3. By offering private sector educational institutions the opportunity to teach ICT courses offered by all state universities in the country, we can earn 2 billion US dollars. Currently, in the labor market, there is a strong demand for jobs in the fields of ICT, engineering and programming. Using ICT, engineering and programming courses provided by all state universities in the country, an external degree awarding program is to be launched through private educational institutions.

Thereafter, every six months, an examination will be held according to examination procedures accepted by state universities and for those who pass this examination, an external diploma will be awarded. Thus, over the next five years, 200,000 students will be able to obtain the qualifications required for jobs in the IT industry. From which revenues of US$2 billion can be made.

4. Develop the coconut industry to earn US$600 million. Under current conditions, 1.5 million coconut seedlings are planted each year. Under a special five-year government subsidy program, four million coconut seedlings will be planted per year. As a result, a total of 20 million coconut seedlings will be planted in five years, from which an additional 1.2 billion nuts will be added to the coconut-related industry. By adding coconuts to the industry at a value of US$0.50 per nut, through this five-year plan, revenues of US$600 million can be achieved.

5. Build hospitals with internationally recognized facilities to earn $200 million. The construction of two such hospitals with internationally recognized facilities, such as Mount Elizabeth Hospital in Singapore, at government expense and operated by an internationally recognized hospital, will prevent people from traveling to foreign countries to obtain medical care. Thanks to this initiative, the country can save 100 million US dollars. Moreover, through promoting the brand of these hospitals with high quality medical and nursing services in the countries of the region, we will be able to attract foreigners to receive medical treatment in Sri Lanka. This would earn our country US$100 million. Therefore, Sri Lanka can earn a total revenue of US$200 million from this project.

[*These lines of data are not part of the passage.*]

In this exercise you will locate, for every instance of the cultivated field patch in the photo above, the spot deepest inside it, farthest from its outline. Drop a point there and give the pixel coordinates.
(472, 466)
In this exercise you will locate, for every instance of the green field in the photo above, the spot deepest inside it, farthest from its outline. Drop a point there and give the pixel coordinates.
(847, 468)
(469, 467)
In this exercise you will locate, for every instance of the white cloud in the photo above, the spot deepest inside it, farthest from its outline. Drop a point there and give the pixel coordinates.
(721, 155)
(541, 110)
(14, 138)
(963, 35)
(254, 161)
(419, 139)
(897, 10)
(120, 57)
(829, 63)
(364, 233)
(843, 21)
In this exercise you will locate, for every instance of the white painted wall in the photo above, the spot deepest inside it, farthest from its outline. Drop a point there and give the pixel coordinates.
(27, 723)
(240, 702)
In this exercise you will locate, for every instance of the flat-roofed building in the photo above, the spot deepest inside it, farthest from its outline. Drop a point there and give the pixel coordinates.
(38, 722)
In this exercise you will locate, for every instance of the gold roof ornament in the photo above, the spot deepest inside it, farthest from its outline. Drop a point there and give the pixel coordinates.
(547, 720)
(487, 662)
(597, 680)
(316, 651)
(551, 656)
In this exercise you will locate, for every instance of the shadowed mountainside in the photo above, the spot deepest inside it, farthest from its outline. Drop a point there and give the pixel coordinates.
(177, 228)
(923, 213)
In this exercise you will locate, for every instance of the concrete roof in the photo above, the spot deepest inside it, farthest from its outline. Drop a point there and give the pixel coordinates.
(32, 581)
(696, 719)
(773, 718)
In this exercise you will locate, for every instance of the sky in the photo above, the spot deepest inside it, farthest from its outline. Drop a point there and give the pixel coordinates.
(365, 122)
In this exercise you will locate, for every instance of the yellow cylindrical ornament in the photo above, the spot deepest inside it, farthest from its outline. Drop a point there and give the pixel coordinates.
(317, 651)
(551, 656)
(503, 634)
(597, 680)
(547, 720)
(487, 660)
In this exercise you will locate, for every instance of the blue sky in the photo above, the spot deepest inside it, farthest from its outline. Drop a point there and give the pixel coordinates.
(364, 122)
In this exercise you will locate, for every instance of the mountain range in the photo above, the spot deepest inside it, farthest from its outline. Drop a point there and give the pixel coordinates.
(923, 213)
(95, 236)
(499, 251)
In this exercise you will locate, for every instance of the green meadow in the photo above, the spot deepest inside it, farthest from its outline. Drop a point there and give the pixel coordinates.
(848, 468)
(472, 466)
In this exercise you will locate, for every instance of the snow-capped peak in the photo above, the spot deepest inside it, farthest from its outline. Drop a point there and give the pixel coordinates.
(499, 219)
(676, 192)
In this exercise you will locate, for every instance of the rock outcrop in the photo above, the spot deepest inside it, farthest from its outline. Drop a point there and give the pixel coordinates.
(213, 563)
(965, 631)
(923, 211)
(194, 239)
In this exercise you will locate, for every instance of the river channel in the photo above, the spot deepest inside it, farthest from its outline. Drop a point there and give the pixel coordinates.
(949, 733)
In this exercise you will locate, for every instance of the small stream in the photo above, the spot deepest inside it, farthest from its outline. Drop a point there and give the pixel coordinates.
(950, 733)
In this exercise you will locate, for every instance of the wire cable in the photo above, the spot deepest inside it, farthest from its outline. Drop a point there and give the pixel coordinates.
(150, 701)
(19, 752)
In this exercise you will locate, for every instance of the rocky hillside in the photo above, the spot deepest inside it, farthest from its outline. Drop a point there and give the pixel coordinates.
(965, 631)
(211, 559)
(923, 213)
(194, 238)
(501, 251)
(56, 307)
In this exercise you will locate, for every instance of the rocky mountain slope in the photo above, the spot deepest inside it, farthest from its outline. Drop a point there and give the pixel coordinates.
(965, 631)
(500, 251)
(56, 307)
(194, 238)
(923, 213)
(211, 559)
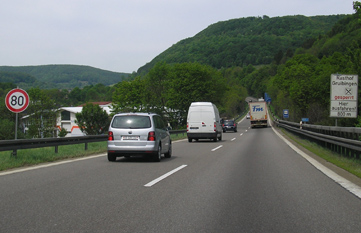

6. Improve the fishing industry to earn US$1 billion. Currently, the annual fish harvest in India is 2,000 kg per square kilometer of ocean. The annual fish harvest in Sri Lanka is 900 kg per square kilometer. Introduce a new multi-purpose licensing system in addition to the existing licensing system for large owners of multi-day vessels engaged in deep-sea fishing.

With this license, they can double the number of multi-day vessels they have, but only one vessel can be anchored in the fishing port at a time. With this, they can use the additional vessel for deep-sea fishing. Also, a program is expected to be started to equip smaller fishing vessels with GPS-enabled Gemini Fish Finder equipment with four satellites to enable anglers to locate schools of fish in the sea; this will help them effectively double their fish harvest. This will result in an additional harvest of 500 million kilograms of fish, which could generate $1 billion in revenue.

7. Make Sri Lanka the country with the best business investment environment in Asia to earn US$3 billion. By increasing tax holidays and other benefits available to BOI investors and improving Sri Lanka’s ranking in the Ease of Doing Business Index, Sri Lanka can earn US$1 billion from new investment projects .

Within five years, thanks to these new investment projects, 2 billion US dollars in export revenues will be generated. Therefore, Sri Lanka can generate revenue of US$3 billion from these new investment projects.